Why We Kill People

Television news programs are suddenly a-flutter over accounts of the Bush administration’s negotiations with (and threats to) the Taliban about oil, long before September 11. It’s an indication of how insular the US media are that these reports were discussed two months ago in the European press. But the US attack on Afghanistan wasn’t exclusively — or even primarily — about oil. Of course oil is always in the background in US foreign policy, the control of world energy resources being a major instrument in US control of its principal economic rivals, the EU and East Asia. But the war in Afghanistan, like all of America’s wars for generations, is not in the first place about acquiring territory or resources: it’s about demonstrating to the world at large that — as the elder Bush said in his school-boy argot at the time of the Gulf War — “What we say goes!”

Since the Second World War, the US has launched a series of “demonstration wars,” insisting with murder and torture that no country in what used to be called the Third World was to be allowed to employ its resources independently, and not incorporate them into the world-wide American economic empire. That was the primary motive behind even the Vietnam War, which was only incidentally about southeast Asian resources. So long as the Soviet Union existed, this policy could be presented as “fighting communism,” but that increasingly transparent excuse disappeared entirely with the fall of the Soviet Union a decade ago — and, remarkably enough, the disappearance of the Evil Empire affected US “defense” spending not a whit — because of course it was never the real issue. The USSR was a bete noir, useful to cover US hegemony.

And America’s demonstration wars didn’t cease with the Soviet Union. In fact, it can be argued that without the partially restraining influence of the other “superpower” (whose economy barely approached half the size of that of the US), they increased. First to feel America’s post-Soviet wrath was Panama, where Bush I sent bombers to kill perhaps thousands of people in what could no longer be called an anti-communist crusade — so it was called “Operation Just Cause.” (Some at the time suggested that meant, “Just ‘Cause We Want To.”) The ostensible reason was the apprehension of a former CIA operative, now Panama’s military ruler. Like a Mafia godfather, the US finds itself often attempting to whack former clients — Noriega, Saddam Hussein, indeed the entire Al-Qaeda network. All of these and others had been beneficiaries of the largesse of a remarkably inept CIA, and then had chosen to stop obeying orders. It was therefore necessary to make an example of them, so that other clients wouldn’t get the wrong idea, the idea that they can act independently. Hence another demonstration war is required.

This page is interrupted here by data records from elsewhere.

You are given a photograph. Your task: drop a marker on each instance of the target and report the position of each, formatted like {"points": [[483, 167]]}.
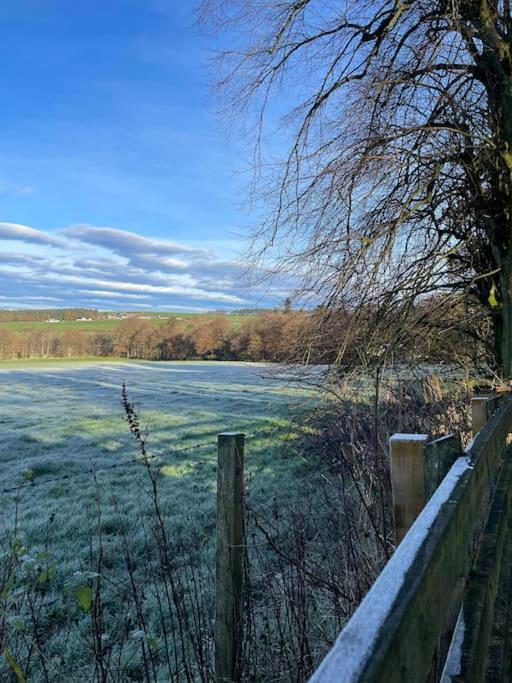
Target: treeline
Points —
{"points": [[40, 315], [353, 338], [260, 337]]}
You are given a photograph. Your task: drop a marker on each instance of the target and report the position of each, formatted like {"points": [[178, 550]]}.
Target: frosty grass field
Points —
{"points": [[60, 418]]}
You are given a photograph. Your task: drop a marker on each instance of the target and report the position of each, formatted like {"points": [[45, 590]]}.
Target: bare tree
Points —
{"points": [[396, 182]]}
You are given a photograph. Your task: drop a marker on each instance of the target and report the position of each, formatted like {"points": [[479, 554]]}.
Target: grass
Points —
{"points": [[60, 418], [109, 325]]}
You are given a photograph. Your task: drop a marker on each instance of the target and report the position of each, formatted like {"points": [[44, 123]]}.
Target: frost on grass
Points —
{"points": [[59, 420]]}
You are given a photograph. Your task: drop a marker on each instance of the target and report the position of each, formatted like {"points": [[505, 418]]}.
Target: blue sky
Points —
{"points": [[119, 187]]}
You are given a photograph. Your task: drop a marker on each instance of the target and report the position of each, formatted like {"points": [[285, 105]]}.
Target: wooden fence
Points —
{"points": [[439, 611]]}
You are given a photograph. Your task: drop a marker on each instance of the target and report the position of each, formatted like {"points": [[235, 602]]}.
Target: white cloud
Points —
{"points": [[15, 190], [113, 295], [110, 266], [23, 233]]}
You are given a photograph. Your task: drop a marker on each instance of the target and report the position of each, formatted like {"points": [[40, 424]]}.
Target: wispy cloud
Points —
{"points": [[86, 265], [13, 190], [23, 233]]}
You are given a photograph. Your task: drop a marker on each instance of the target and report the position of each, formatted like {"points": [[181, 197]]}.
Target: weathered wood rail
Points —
{"points": [[440, 609]]}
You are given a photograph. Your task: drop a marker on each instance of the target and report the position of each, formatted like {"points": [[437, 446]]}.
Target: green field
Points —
{"points": [[61, 419], [109, 325]]}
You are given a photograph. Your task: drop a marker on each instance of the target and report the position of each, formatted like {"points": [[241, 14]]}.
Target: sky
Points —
{"points": [[119, 186]]}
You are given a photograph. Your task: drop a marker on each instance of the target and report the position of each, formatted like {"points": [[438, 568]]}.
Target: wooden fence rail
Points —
{"points": [[396, 633]]}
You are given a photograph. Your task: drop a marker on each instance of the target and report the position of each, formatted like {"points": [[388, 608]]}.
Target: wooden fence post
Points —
{"points": [[407, 480], [440, 454], [479, 413], [229, 565]]}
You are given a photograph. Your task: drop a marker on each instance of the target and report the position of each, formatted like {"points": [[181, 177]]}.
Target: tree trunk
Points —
{"points": [[505, 333]]}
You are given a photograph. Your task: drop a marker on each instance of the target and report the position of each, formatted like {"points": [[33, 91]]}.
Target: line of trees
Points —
{"points": [[40, 315], [435, 331]]}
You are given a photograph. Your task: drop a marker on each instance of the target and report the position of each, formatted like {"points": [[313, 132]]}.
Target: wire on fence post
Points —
{"points": [[229, 564]]}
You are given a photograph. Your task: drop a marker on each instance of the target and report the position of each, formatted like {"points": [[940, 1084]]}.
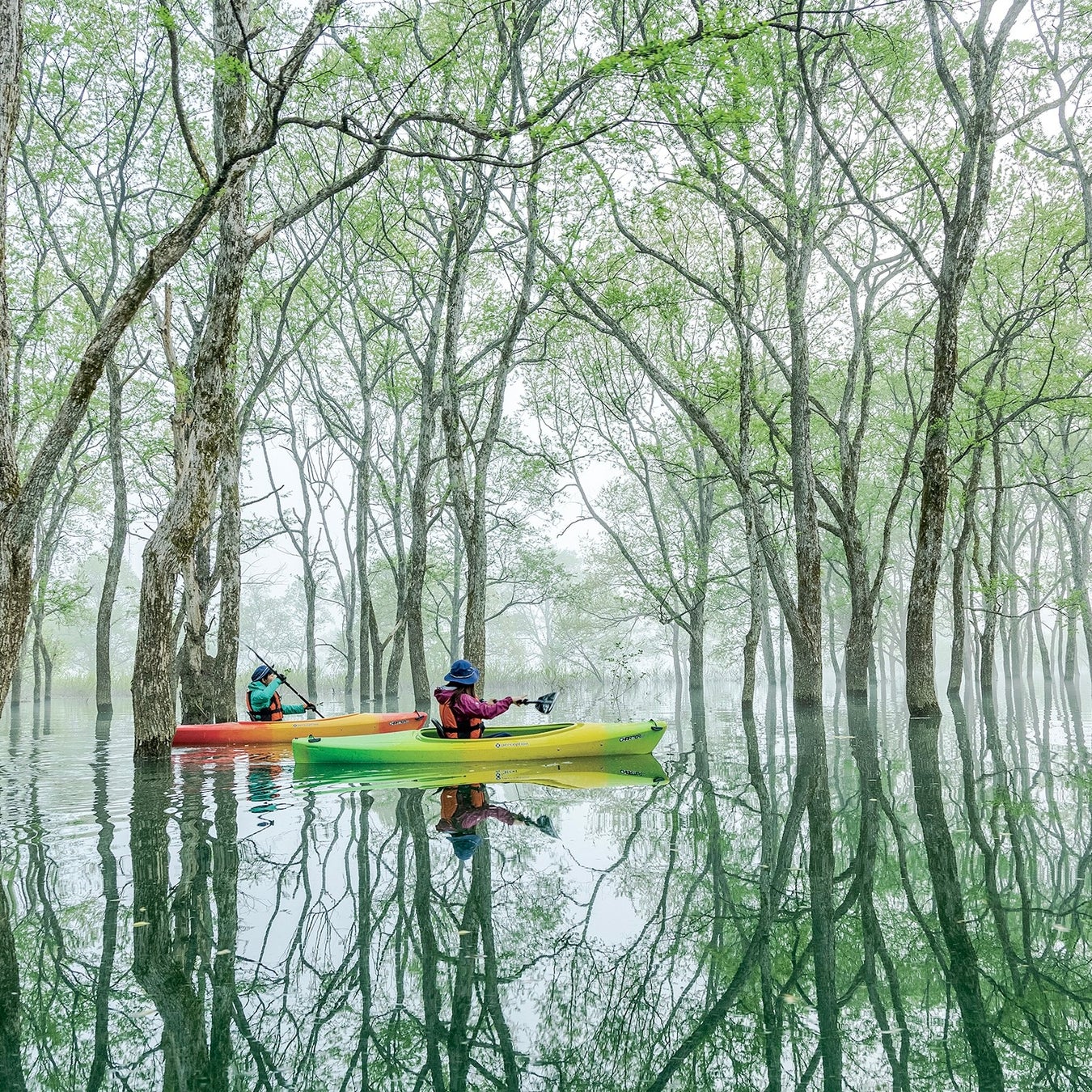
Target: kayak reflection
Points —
{"points": [[604, 772], [464, 807]]}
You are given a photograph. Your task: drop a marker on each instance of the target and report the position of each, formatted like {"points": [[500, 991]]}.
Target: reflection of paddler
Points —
{"points": [[463, 807], [261, 783]]}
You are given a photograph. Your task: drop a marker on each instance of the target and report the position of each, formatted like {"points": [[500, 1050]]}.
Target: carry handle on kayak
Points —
{"points": [[280, 675]]}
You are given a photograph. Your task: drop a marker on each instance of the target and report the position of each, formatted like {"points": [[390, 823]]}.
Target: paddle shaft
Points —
{"points": [[265, 663]]}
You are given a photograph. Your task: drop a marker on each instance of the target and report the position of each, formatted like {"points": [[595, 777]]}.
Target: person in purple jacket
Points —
{"points": [[462, 715]]}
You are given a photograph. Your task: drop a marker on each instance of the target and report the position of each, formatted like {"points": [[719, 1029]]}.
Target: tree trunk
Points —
{"points": [[115, 552], [418, 548], [992, 599], [807, 633], [754, 635], [311, 595], [211, 415], [455, 629], [225, 667], [474, 611], [963, 971], [921, 686], [16, 539]]}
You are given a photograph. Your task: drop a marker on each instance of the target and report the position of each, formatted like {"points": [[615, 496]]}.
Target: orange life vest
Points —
{"points": [[272, 713], [453, 727]]}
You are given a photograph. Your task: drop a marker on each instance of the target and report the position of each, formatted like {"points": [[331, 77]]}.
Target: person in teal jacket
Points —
{"points": [[264, 702]]}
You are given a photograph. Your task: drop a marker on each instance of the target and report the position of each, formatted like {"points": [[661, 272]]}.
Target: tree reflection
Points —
{"points": [[679, 938]]}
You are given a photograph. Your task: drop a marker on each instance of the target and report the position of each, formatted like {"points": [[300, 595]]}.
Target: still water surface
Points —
{"points": [[226, 922]]}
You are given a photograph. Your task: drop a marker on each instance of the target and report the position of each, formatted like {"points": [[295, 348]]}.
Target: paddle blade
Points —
{"points": [[545, 704]]}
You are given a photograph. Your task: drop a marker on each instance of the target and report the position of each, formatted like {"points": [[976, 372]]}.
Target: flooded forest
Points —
{"points": [[722, 368]]}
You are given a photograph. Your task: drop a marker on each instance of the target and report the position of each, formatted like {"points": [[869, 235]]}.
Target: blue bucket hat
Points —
{"points": [[464, 845], [463, 673]]}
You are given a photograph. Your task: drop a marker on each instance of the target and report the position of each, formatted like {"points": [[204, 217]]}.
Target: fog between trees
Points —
{"points": [[788, 309]]}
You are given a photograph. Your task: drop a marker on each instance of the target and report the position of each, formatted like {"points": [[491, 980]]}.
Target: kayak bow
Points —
{"points": [[283, 732]]}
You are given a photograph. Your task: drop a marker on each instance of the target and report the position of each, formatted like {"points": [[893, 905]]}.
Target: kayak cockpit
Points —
{"points": [[518, 732]]}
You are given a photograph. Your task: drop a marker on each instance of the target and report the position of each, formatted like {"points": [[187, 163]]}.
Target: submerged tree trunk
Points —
{"points": [[16, 535], [209, 404], [115, 552], [963, 971], [921, 688]]}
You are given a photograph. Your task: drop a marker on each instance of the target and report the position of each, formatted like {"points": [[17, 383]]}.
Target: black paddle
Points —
{"points": [[280, 675], [544, 705]]}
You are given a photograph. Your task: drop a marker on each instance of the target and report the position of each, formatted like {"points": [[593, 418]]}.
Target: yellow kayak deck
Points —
{"points": [[531, 743]]}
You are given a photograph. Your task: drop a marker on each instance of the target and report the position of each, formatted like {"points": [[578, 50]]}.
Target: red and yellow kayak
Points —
{"points": [[233, 733]]}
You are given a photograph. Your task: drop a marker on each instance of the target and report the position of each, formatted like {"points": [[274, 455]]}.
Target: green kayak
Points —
{"points": [[531, 743]]}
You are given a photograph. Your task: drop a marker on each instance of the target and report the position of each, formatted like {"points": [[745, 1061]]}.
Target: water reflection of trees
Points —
{"points": [[682, 942]]}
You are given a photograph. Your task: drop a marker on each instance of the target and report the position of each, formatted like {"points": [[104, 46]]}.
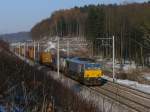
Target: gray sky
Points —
{"points": [[21, 15]]}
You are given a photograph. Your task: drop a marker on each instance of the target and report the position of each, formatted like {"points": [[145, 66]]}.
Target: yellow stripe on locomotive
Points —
{"points": [[45, 58], [31, 53], [93, 73]]}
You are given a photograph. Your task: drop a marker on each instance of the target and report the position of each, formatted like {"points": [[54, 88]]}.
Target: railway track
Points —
{"points": [[132, 98]]}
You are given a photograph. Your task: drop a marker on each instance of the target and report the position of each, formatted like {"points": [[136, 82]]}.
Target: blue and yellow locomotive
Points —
{"points": [[84, 70]]}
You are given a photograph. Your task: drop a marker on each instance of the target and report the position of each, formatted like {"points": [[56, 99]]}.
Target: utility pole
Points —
{"points": [[58, 56], [38, 51], [68, 48], [34, 49], [19, 49], [24, 50], [113, 59], [113, 53]]}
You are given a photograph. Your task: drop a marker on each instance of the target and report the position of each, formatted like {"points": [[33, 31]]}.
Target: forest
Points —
{"points": [[129, 23]]}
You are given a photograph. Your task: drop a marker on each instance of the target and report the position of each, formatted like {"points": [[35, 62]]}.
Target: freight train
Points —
{"points": [[84, 70]]}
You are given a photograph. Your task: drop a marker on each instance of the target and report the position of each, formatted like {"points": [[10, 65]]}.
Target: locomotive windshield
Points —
{"points": [[92, 66]]}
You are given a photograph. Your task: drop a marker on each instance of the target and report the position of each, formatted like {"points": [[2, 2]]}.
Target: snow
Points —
{"points": [[133, 84], [50, 45], [146, 76]]}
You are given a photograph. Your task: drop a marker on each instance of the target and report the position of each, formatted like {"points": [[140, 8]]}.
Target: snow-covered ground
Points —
{"points": [[133, 84]]}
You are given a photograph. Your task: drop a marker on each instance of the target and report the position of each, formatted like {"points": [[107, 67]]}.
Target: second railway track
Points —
{"points": [[132, 98]]}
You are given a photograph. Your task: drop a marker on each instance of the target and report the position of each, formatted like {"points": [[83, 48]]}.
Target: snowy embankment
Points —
{"points": [[133, 84]]}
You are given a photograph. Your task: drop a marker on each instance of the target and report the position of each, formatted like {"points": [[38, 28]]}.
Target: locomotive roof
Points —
{"points": [[81, 60]]}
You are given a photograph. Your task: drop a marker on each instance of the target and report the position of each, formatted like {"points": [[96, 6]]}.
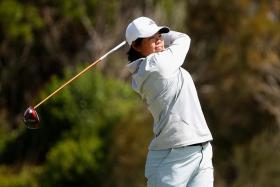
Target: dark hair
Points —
{"points": [[132, 54]]}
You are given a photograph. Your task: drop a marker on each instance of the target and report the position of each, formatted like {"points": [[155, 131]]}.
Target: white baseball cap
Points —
{"points": [[143, 27]]}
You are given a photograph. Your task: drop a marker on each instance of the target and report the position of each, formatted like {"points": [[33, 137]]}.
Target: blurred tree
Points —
{"points": [[232, 43]]}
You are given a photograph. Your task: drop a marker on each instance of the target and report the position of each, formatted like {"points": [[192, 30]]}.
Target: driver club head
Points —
{"points": [[31, 118]]}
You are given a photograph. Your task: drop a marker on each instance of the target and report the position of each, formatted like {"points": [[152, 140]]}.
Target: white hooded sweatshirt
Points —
{"points": [[170, 94]]}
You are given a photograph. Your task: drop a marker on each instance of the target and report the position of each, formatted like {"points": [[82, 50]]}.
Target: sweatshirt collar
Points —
{"points": [[133, 66]]}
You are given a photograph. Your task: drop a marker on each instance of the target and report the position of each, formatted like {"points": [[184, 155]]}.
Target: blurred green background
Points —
{"points": [[95, 132]]}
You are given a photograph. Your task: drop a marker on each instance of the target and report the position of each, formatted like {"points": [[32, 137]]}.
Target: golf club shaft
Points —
{"points": [[79, 74]]}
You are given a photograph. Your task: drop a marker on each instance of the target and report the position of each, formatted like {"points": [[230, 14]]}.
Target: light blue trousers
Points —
{"points": [[189, 166]]}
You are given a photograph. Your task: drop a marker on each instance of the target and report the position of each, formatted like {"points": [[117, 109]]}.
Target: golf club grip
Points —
{"points": [[79, 74]]}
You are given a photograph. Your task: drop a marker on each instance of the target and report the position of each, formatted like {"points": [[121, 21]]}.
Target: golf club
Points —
{"points": [[31, 118]]}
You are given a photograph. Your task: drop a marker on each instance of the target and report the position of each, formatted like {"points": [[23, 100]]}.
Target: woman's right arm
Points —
{"points": [[173, 56]]}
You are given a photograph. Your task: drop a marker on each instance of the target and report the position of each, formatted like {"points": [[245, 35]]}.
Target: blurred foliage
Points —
{"points": [[96, 127]]}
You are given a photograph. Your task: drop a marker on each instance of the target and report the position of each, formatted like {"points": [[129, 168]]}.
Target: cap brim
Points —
{"points": [[164, 30]]}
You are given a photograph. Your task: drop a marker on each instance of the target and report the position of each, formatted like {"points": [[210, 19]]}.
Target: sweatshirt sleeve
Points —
{"points": [[169, 60]]}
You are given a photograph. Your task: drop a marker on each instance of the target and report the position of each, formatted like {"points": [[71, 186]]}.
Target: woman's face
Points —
{"points": [[150, 45]]}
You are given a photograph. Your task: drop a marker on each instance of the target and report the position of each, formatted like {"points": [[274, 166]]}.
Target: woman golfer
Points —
{"points": [[180, 153]]}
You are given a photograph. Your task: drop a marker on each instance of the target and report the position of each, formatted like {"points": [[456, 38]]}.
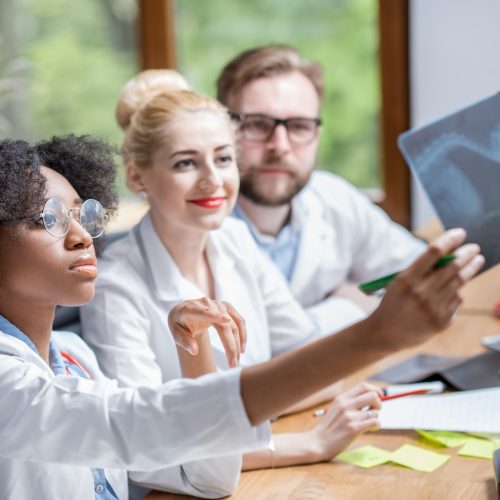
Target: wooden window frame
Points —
{"points": [[157, 50]]}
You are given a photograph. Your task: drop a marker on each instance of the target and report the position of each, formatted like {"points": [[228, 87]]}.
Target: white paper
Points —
{"points": [[467, 411]]}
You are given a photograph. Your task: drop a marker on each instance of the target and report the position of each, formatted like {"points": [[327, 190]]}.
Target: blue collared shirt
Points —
{"points": [[103, 490], [282, 249]]}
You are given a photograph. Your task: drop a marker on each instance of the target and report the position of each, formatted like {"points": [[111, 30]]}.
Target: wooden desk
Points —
{"points": [[461, 478]]}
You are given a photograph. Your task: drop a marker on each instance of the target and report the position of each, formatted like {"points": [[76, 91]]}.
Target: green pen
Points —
{"points": [[371, 287]]}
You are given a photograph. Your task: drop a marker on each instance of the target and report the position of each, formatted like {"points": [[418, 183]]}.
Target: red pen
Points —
{"points": [[402, 394], [322, 411]]}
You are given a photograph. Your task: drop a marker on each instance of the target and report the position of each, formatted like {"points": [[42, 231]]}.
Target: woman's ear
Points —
{"points": [[135, 181]]}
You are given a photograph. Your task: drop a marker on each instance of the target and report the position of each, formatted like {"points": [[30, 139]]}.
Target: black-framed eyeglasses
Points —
{"points": [[56, 217], [257, 127]]}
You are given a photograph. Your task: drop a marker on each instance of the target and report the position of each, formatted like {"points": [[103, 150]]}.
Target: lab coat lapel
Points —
{"points": [[163, 275], [315, 241]]}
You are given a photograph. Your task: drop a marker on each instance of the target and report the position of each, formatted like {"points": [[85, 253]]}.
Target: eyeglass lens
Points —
{"points": [[261, 128], [56, 217]]}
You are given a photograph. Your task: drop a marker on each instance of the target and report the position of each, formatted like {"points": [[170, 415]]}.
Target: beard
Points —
{"points": [[265, 192]]}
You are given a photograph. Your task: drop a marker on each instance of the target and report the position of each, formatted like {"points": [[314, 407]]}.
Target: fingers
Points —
{"points": [[359, 397], [191, 318], [458, 271], [442, 245], [240, 324], [361, 389]]}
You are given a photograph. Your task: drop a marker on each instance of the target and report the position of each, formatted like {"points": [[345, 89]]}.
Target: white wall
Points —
{"points": [[454, 61]]}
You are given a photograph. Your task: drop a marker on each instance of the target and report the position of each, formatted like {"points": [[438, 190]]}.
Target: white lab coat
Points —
{"points": [[54, 428], [126, 325], [344, 237]]}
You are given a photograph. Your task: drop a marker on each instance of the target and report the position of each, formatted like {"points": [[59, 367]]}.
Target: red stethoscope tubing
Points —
{"points": [[72, 360]]}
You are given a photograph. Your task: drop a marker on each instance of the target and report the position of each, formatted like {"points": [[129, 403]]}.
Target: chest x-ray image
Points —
{"points": [[457, 161]]}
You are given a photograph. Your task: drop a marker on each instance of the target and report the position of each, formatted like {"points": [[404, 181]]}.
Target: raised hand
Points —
{"points": [[191, 318], [422, 299]]}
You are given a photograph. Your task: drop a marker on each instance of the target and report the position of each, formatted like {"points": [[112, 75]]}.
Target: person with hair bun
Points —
{"points": [[179, 153]]}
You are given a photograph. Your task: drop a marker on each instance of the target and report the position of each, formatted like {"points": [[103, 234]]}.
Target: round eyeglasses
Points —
{"points": [[260, 128], [56, 217]]}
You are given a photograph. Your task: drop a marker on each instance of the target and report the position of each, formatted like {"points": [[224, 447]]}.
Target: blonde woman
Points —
{"points": [[179, 153]]}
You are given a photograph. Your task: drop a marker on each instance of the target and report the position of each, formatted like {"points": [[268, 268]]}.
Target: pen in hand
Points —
{"points": [[385, 397], [371, 287]]}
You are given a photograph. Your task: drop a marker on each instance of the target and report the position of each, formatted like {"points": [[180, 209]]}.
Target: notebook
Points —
{"points": [[456, 159]]}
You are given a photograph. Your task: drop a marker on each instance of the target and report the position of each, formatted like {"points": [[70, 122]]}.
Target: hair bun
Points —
{"points": [[142, 88]]}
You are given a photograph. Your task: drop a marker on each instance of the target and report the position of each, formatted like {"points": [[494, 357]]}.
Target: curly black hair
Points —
{"points": [[86, 162]]}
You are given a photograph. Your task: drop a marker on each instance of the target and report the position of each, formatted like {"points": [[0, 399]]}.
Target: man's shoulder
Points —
{"points": [[332, 191]]}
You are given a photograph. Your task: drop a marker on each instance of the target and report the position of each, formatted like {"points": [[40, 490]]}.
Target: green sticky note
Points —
{"points": [[418, 458], [445, 438], [478, 448], [493, 437], [365, 456]]}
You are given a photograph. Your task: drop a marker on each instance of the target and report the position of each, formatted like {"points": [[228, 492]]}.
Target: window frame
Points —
{"points": [[157, 50]]}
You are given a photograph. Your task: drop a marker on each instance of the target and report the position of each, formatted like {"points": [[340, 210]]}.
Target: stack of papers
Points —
{"points": [[467, 411]]}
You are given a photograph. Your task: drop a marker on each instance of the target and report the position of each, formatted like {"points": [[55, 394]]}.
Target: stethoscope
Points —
{"points": [[72, 361]]}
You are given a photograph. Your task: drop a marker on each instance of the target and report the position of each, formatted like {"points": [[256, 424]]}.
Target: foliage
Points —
{"points": [[341, 34], [70, 60]]}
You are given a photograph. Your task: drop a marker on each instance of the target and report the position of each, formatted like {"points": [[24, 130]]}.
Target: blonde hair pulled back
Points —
{"points": [[147, 103]]}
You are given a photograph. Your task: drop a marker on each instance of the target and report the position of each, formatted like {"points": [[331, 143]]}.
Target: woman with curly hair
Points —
{"points": [[58, 429], [66, 431]]}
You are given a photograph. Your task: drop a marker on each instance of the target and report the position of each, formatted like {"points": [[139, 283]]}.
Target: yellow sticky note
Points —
{"points": [[418, 458], [365, 456], [445, 438], [478, 448]]}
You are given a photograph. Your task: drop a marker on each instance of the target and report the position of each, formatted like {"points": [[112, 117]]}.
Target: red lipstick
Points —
{"points": [[212, 202]]}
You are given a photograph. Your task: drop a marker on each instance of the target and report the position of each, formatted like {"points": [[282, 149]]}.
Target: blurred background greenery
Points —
{"points": [[63, 63]]}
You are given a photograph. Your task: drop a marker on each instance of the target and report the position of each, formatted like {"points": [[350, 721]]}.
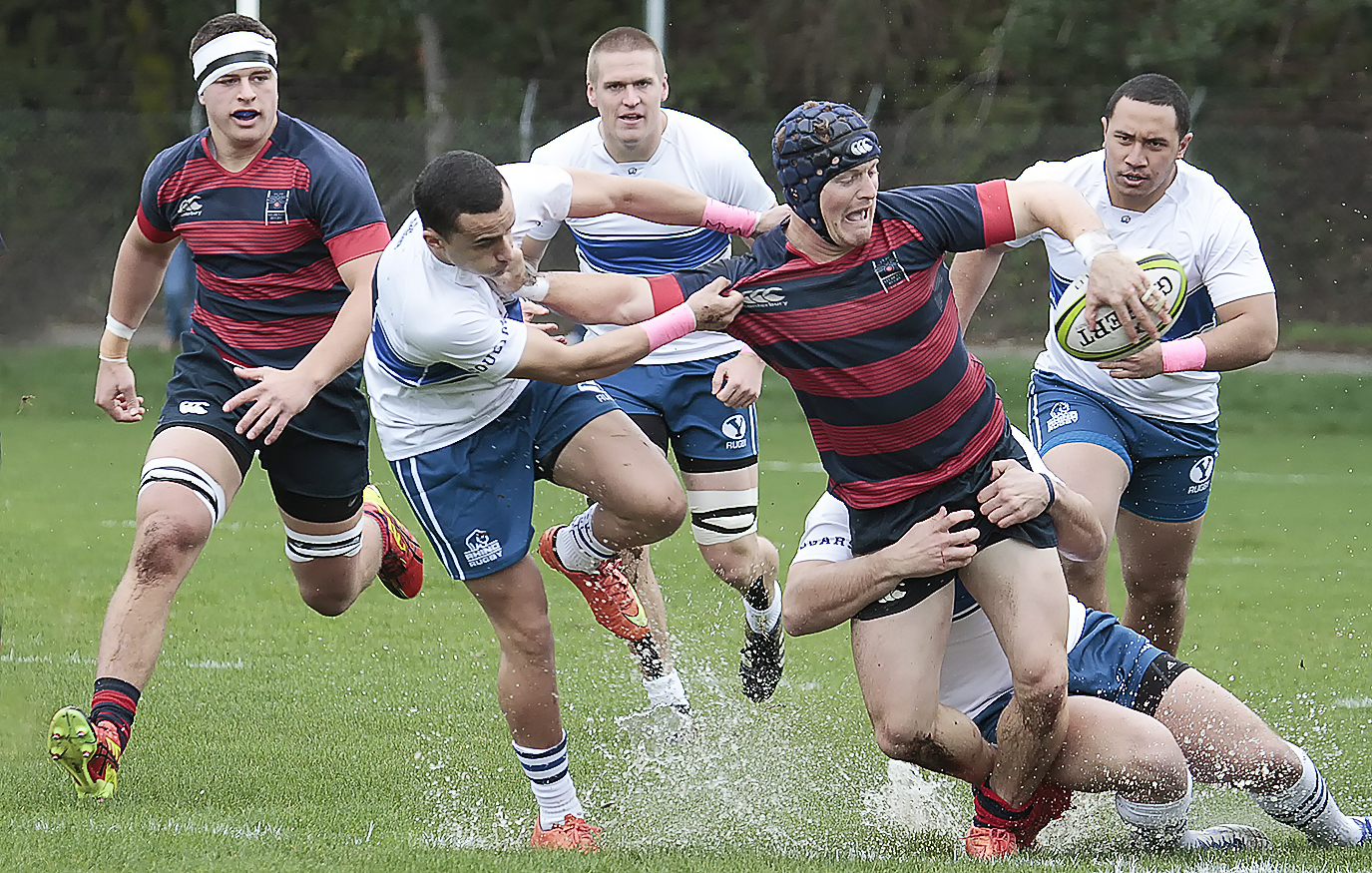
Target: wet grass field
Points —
{"points": [[273, 738]]}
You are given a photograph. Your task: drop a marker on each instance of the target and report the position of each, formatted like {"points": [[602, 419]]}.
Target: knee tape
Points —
{"points": [[721, 516], [302, 548], [184, 472]]}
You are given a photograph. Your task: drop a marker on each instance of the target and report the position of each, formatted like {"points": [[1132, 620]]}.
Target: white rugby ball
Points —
{"points": [[1109, 342]]}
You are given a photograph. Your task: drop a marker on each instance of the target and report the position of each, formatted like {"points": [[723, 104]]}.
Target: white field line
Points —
{"points": [[255, 831], [76, 657]]}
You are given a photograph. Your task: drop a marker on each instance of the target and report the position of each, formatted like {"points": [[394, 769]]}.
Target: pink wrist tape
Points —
{"points": [[726, 218], [673, 324], [1182, 354]]}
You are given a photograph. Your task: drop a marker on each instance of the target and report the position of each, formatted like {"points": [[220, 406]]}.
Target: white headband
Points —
{"points": [[232, 51]]}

In the 1990s the Bush/Clinton/Bush administrations went to war with Iraq, rejecting that country’s offer to negotiate; with Somalia (where the US military may have killed 7-10,000 Somalis, but commanding Gen. Anthony Zinni — now negotiating “peace” in Palestine — said, “I’m not counting bodies … I’m not interested”); and with Serbia, again rejecting negotiations, so that US might could be demonstrated. In the wake of the vicious Reagan wars in Latin America in the 1980s, the US has sponsored a major and on-going demonstration war in Colombia. It has supplied weapons and materiel for genocidal ethnic cleansing by its allies in Turkey and East Timor. And it has supported most of all its regional enforcer, Israel, in its brutal occupation and attacks on its neighbors. Even a largely incidental US bombing of Sudan accounted for more deaths that the attacks of September 11.

The serious flaw in the American government’s presentation of its “War On Terrorism” — popular as that phrase is with governments that want an excuse to attack their own dissidents — is that it is impossible to craft a definition of terrorism — generally, killing civilians in furtherance of a political goal — that doesn’t include these demonstration wars. But British writer Tariq Ali explains how the problem is overcome. “If you see what passes as the news on the networks in the United States, there’s virtually no coverage of the rest of the world, not even of neighboring countries like Mexico or neighboring continents like Latin America. It’s essentially a very provincial culture, and that breeds ignorance. This ignorance is very useful in times of war because you can whip up a rapid rage in ill-informed populations and go to war against almost any country. That is a very frightening process.”

Paying some attention to recent history — accurate history, not propaganda — may counter the rage that leads us to acquiesce in the plans that the killers who run our government propose.